For being the first bar I’d ever spent time in, this experience could’ve gone worse. The bartender, recognizing my plight, didn’t make me buy anything. I also shut down a couple conversations with men trying to act less drunk than they were. My favorite was an exuberant fellow who became very excited when I confirmed I’d planned to catch the train. He said, “Me and my buddies were taking bets on whether you were here for the train or being picked up by somebody. I said look at that luggage, it’s train all the way.”
The 15 minutes spent in the icy wind waiting for the train were the most brutal. But I had company in the form of a 73-year-old retired railroad worker and military man who lived with his professor son in Oberlin and was en route to Florida for vacation with his other three sons. If you’re interested in hearing about racial strife in the railroad industry in the 1980s or military life during the Cold War, hit me up.
The last blast of excitement came when the train almost forgot to stop. Or more likely, it just took its sweet time slowing down, but after the week I’d had, I expected the worst. Terrance and I sprinted alongside the tracks, hollering futilely as the train whipped by us.
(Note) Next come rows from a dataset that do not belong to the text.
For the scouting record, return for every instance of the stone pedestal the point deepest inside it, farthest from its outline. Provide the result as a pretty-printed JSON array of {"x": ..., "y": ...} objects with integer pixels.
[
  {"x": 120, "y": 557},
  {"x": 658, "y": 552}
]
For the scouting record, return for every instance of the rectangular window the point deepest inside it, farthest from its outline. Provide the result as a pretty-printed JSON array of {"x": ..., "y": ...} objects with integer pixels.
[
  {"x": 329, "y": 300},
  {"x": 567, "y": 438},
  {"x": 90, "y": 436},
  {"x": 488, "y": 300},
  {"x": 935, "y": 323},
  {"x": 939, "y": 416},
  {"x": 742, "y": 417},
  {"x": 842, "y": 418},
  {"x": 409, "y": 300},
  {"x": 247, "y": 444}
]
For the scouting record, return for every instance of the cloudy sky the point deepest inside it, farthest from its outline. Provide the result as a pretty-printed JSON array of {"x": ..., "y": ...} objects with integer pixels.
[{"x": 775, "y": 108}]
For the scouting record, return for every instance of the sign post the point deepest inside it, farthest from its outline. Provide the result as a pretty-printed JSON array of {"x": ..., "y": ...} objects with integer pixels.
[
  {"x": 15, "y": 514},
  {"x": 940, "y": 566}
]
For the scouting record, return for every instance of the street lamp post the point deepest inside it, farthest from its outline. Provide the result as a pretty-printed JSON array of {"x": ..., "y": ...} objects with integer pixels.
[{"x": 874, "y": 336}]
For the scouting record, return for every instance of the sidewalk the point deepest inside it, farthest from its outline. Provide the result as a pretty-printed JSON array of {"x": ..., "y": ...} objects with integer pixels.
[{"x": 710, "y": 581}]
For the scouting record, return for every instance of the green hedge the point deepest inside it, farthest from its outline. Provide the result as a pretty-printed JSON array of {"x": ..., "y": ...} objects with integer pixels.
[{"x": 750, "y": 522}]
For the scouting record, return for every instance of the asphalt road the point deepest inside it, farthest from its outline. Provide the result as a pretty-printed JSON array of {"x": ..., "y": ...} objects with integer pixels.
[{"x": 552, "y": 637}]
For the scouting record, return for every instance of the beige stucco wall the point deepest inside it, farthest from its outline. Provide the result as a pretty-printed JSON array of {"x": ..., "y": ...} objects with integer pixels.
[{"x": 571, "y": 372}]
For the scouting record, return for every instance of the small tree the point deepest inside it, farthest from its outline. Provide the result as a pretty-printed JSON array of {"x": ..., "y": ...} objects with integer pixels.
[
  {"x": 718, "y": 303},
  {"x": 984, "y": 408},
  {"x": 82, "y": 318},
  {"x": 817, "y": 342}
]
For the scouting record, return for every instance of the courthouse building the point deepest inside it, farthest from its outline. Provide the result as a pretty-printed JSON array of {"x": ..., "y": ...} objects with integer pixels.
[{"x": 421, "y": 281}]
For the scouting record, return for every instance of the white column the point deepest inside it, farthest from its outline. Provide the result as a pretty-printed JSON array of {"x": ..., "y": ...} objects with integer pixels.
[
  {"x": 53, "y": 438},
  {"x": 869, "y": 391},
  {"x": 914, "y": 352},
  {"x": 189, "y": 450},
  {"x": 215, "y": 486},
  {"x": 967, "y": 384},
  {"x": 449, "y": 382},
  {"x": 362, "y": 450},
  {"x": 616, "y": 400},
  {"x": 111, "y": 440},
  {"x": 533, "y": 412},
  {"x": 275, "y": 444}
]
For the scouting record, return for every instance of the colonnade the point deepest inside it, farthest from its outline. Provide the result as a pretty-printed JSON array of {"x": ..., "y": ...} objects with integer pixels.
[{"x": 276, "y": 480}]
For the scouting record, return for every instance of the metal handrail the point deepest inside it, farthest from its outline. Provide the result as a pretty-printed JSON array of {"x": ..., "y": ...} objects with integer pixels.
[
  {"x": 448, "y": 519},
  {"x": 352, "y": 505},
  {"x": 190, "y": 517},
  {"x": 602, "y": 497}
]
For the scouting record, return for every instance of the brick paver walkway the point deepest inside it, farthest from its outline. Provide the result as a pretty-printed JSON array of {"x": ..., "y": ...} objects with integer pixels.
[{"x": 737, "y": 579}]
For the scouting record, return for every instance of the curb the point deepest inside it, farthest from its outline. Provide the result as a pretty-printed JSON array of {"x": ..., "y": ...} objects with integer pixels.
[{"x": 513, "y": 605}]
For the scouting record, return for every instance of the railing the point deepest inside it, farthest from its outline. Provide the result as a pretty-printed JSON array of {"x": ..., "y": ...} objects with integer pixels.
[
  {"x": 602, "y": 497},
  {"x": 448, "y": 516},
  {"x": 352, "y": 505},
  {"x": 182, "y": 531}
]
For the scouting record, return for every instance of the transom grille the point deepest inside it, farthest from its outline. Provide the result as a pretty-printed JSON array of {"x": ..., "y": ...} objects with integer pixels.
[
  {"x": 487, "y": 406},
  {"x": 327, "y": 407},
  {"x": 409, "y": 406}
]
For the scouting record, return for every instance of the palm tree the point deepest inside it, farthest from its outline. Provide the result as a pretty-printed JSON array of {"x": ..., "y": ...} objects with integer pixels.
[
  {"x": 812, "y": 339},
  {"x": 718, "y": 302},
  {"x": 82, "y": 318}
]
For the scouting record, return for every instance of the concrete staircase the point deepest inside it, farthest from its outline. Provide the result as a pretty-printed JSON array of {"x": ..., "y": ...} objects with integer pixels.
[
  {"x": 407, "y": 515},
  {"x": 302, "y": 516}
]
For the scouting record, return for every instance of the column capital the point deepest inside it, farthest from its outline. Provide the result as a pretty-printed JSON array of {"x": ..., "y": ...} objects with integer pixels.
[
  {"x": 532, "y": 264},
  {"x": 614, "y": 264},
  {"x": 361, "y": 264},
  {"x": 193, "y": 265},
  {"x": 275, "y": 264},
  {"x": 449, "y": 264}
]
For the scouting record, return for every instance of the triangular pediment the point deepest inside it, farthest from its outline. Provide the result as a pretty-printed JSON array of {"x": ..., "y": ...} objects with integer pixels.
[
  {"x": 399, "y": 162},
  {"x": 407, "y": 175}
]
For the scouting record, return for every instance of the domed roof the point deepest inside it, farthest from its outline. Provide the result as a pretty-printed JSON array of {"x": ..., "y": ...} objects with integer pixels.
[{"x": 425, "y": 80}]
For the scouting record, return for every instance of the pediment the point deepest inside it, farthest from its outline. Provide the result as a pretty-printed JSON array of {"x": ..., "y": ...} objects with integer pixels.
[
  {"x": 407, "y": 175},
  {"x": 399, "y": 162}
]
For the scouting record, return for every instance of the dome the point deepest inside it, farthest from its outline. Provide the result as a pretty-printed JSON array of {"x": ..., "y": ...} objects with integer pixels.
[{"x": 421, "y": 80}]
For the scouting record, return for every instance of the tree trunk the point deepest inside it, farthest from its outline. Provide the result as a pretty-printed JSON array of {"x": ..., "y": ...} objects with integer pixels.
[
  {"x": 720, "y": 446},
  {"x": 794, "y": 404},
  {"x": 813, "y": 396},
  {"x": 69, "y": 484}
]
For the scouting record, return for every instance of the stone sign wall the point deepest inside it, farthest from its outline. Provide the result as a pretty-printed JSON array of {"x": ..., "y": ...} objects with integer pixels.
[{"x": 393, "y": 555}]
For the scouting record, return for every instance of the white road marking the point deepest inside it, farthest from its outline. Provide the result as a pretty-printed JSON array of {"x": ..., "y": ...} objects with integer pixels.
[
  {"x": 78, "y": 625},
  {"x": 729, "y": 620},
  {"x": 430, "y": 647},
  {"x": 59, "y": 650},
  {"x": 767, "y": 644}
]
It finally screeched to a halt quite a few yards past the designated train stop. After two minutes of door-banging, the disgruntled conductor let us on.
Aside from killing my phone in a Tennessee river, the rest of my break went pretty much as planned.
But that first week made me gain some wisdom I can impart to fellow college students making spring break plans.
- Whenever possible, don’t take a bus.
- If you do take a bus, eavesdrop. People like to talk about themselves and it’s highly entertaining.
- Spring break doesn’t equal spring weather.
- Don’t try to outsmart a storm or public transportation.
- Crying in a Greyhound bus station is quite cathartic.
- 73-year-old retired railroad workers named Terrance are your friend.
- When spring break gives you winter weather and terrible public transportation, make the most of it.